Wednesday, March 20, 2013

My own triggers

I'm feeling a little better about S's rages.  I finally got a response from someone . . . someone who listened to what I had to say, validated it and gave concrete, specific advice for how to move forward from here. That really helped. I also realized something.

When we were going through our home study, there was an interview section. The interviewer asked us questions about our own childhoods and relationships with family members. She talked about how there aren't really "wrong" answers to those questions (although I'm sure there are some answers that would be red flags), but said it was important to know what sort of things might be in our own pasts that a future foster child could trigger. We needed to work through any of those issues ourselves before we could help a child with similar ones.

Made sense to me. I thought long and hard and tried to imagine anything that could impact a placement.

But I looked too far back. I didn't think about more recent experiences.

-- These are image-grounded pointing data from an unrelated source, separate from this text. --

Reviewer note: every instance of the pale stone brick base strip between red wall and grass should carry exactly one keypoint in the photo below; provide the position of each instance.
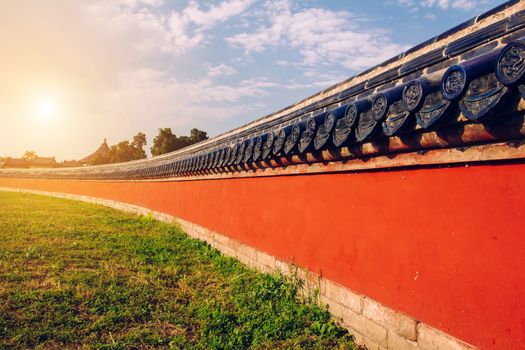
(372, 323)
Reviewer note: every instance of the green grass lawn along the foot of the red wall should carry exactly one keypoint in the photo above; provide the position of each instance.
(76, 275)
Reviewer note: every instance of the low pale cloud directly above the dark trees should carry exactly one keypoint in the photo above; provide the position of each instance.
(181, 104)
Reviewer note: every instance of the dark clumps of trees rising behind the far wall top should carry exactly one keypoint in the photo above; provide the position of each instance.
(166, 141)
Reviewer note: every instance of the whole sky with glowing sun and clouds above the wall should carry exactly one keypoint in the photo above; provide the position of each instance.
(75, 72)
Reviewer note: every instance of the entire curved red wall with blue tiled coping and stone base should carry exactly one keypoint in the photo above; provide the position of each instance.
(314, 184)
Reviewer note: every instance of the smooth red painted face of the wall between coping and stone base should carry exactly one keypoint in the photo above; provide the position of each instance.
(445, 246)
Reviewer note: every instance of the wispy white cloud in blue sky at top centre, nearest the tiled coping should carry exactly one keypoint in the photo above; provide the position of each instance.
(322, 37)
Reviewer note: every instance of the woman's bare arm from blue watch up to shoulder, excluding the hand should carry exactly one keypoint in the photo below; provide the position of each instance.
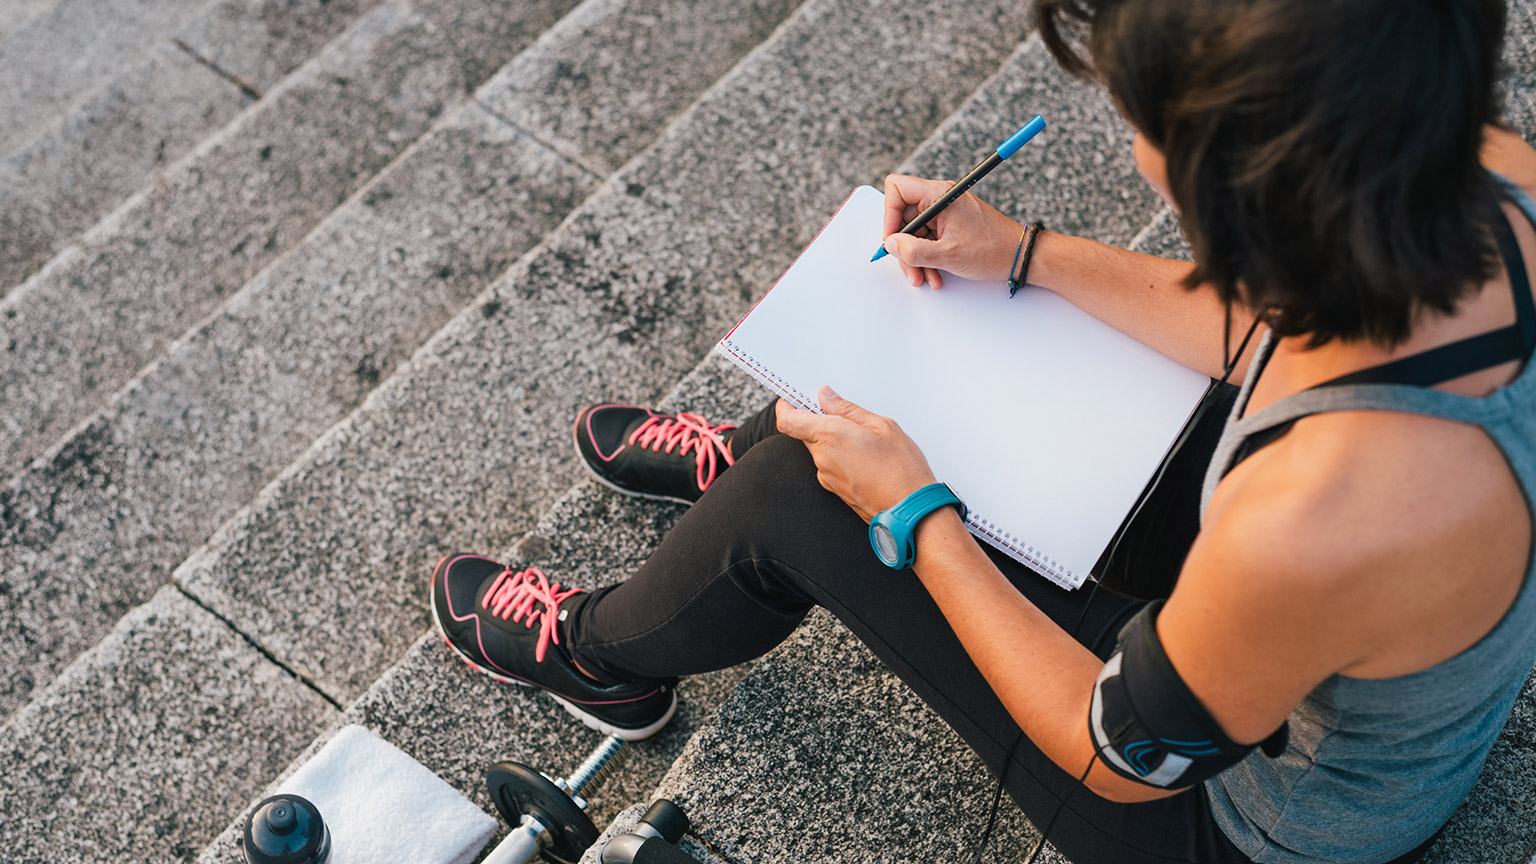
(1250, 650)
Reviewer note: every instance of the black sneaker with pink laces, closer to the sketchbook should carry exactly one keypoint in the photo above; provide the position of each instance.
(672, 457)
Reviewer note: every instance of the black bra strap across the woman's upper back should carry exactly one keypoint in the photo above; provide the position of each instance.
(1448, 362)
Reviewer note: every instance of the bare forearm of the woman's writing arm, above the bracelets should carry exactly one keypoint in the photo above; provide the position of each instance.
(1142, 296)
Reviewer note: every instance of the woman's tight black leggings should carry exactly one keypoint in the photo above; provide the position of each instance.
(767, 543)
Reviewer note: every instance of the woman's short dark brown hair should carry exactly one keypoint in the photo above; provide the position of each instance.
(1325, 155)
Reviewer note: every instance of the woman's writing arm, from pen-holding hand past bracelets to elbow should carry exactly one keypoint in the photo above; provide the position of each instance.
(1142, 296)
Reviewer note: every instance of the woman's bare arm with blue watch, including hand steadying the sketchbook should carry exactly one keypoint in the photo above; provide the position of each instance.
(1222, 634)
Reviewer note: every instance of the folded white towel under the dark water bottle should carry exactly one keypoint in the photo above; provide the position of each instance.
(385, 806)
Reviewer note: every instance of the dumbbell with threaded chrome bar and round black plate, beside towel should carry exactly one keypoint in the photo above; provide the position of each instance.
(549, 816)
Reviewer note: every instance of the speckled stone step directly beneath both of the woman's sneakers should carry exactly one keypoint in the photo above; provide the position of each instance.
(458, 723)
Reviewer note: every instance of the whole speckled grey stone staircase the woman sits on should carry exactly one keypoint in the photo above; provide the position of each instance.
(302, 294)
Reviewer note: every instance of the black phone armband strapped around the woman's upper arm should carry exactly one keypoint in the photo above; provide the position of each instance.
(1148, 726)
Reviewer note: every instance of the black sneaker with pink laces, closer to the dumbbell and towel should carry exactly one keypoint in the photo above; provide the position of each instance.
(488, 616)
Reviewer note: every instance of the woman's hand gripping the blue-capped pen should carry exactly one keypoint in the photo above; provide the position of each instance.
(968, 239)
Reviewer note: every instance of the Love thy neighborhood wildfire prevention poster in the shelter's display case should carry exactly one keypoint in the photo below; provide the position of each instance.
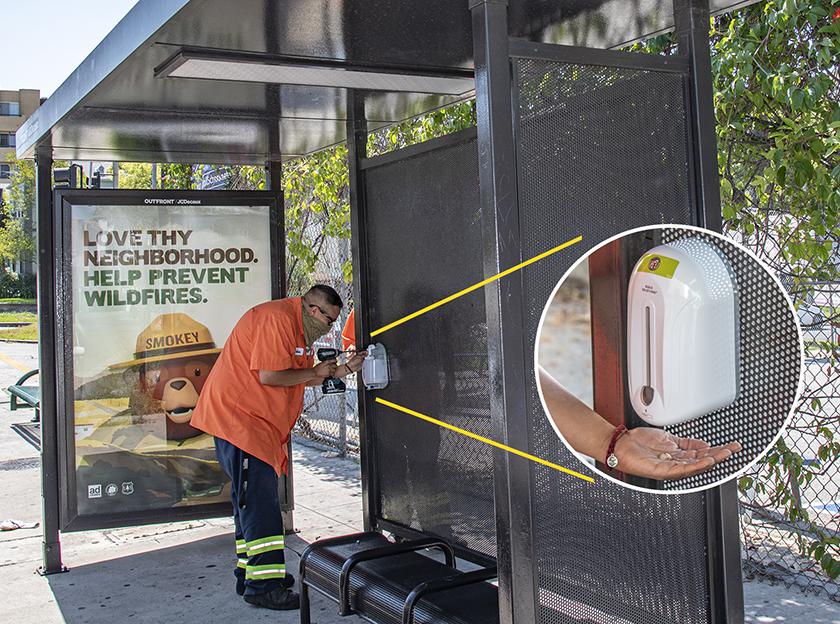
(156, 291)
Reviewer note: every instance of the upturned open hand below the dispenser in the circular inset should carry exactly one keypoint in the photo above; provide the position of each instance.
(657, 454)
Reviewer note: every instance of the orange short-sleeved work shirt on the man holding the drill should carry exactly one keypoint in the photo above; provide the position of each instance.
(234, 405)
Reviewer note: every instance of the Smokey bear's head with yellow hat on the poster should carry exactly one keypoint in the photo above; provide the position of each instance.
(174, 356)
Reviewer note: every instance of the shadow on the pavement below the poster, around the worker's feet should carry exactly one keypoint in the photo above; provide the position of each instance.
(192, 582)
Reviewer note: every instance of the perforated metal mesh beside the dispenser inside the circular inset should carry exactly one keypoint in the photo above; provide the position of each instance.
(768, 367)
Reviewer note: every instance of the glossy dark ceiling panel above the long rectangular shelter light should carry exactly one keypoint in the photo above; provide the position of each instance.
(434, 33)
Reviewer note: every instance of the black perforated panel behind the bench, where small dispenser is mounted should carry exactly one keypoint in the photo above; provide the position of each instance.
(424, 243)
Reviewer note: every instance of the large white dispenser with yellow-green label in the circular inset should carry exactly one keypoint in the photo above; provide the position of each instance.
(682, 333)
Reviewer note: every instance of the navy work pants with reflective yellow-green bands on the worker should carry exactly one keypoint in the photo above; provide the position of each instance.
(261, 564)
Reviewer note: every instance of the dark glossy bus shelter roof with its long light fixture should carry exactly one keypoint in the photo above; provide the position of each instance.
(132, 98)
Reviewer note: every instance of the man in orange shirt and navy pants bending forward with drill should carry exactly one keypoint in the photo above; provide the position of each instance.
(250, 403)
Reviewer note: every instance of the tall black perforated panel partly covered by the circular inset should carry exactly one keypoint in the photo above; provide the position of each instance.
(602, 150)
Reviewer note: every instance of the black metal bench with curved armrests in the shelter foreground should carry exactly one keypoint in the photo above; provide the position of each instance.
(393, 583)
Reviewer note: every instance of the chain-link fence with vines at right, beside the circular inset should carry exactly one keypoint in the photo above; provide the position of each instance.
(789, 507)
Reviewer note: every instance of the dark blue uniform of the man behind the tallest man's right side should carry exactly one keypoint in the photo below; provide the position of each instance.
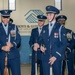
(69, 56)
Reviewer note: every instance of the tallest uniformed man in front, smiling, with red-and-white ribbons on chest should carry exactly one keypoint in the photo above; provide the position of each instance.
(55, 41)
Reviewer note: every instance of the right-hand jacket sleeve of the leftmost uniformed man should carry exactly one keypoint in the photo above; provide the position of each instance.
(17, 40)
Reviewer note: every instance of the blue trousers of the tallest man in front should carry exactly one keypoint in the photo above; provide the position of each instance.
(57, 67)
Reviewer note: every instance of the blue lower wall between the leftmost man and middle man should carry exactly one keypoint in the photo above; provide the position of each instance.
(25, 50)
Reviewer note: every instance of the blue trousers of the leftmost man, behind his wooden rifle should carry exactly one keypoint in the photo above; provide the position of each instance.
(13, 64)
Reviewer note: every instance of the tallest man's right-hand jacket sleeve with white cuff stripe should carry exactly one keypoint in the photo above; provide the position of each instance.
(61, 46)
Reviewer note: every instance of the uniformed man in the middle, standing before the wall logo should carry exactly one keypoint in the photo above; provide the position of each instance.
(35, 40)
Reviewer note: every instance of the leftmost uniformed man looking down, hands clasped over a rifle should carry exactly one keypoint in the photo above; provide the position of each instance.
(9, 41)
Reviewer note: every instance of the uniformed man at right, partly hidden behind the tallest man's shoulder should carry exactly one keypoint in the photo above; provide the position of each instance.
(68, 62)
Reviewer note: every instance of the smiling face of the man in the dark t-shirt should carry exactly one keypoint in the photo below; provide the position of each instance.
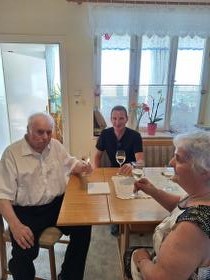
(119, 120)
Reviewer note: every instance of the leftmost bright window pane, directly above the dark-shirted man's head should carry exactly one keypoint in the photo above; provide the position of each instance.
(115, 60)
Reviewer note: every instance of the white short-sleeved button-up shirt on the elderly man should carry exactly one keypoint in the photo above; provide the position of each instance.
(30, 178)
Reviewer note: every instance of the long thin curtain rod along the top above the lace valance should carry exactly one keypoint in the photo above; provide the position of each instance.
(180, 3)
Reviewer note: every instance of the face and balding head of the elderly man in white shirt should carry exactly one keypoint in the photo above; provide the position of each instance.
(39, 132)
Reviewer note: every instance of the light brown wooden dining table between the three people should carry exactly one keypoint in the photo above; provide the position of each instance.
(81, 208)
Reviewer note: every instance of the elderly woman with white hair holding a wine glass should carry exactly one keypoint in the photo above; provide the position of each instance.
(182, 241)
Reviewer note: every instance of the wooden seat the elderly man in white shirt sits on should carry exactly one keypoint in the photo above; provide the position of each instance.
(47, 240)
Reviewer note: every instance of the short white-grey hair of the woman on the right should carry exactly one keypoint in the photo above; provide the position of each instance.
(197, 147)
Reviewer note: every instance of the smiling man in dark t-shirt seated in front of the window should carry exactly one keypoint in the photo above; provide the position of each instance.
(119, 137)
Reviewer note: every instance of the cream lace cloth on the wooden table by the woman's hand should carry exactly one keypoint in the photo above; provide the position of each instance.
(124, 188)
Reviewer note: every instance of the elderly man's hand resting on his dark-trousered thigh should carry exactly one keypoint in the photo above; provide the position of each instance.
(22, 235)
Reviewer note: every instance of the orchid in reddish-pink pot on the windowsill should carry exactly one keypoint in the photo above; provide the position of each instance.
(153, 115)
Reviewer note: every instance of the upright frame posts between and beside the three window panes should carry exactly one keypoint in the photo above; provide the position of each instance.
(134, 71)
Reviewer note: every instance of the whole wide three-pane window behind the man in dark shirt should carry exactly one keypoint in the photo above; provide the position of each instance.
(134, 68)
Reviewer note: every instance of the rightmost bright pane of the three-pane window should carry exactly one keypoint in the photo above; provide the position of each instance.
(187, 83)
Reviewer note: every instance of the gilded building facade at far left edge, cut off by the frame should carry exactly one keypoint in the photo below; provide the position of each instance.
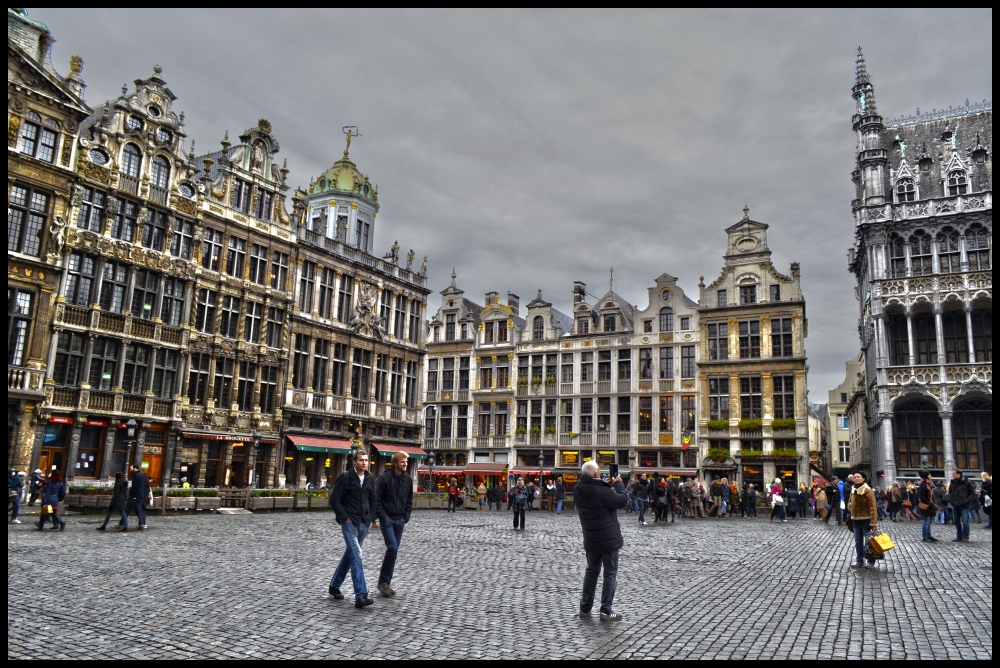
(44, 112)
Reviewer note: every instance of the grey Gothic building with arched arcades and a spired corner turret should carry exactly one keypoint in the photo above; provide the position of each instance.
(922, 258)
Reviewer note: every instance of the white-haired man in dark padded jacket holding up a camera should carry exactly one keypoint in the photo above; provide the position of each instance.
(598, 502)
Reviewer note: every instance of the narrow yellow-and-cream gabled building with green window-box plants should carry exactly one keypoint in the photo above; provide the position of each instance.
(752, 369)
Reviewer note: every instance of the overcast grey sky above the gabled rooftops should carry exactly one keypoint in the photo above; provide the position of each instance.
(531, 149)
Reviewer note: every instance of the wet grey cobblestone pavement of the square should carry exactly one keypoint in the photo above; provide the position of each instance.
(469, 587)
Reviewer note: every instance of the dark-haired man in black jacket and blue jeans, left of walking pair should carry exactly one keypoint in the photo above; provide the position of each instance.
(352, 501)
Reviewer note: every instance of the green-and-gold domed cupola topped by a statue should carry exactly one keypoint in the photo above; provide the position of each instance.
(341, 204)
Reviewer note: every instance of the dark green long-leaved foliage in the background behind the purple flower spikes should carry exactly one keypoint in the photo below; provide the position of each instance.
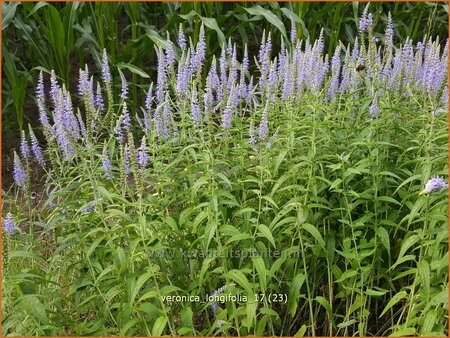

I kept asking for help for S, telling professional after professional that she is melting down and I don't know how to help her.

I kept getting all but patted on the head as these people tell me this is "normal" and I'm doing a great job with her and would I like to schedule a respite weekend soon?

I finally realized what past memory that response is dredging up. Susan. The first, oh, about 7 years of her life. Specialist after specialist telling me she is "fine", she's "within normal ranges", she'll "grow out of it" or "catch up." Years of feeling in my gut that she's not fine, that there's something bigger here than a "mild developmental delay", that I don't know how to help her. Pretty much from birth. Until finally, in the spring of 1st grade, the school psychologist did a psych eval on her at my request. (Requested on the advice of the private psychologist we were seeing who told me they had to do it if I asked for it and that he could do one, but that the school might dismiss any findings he made, but "if they find it, they have to offer her resources in school to help her.") And that was when we finally had the Asperger's diagnosis. 7 years.

S can't wait 7 years.

I can't wait 7 years.

I don't ask for help or support services lightly. I know resources are thin and there's not enough money in the pot to cover all the help everybody wants. So, it takes a pretty dramatic problem for me to start screaming for help. And getting brushed off with what they think are reassuring statements is the last thing I need.

Again and again, forever and forever....foster care sucks.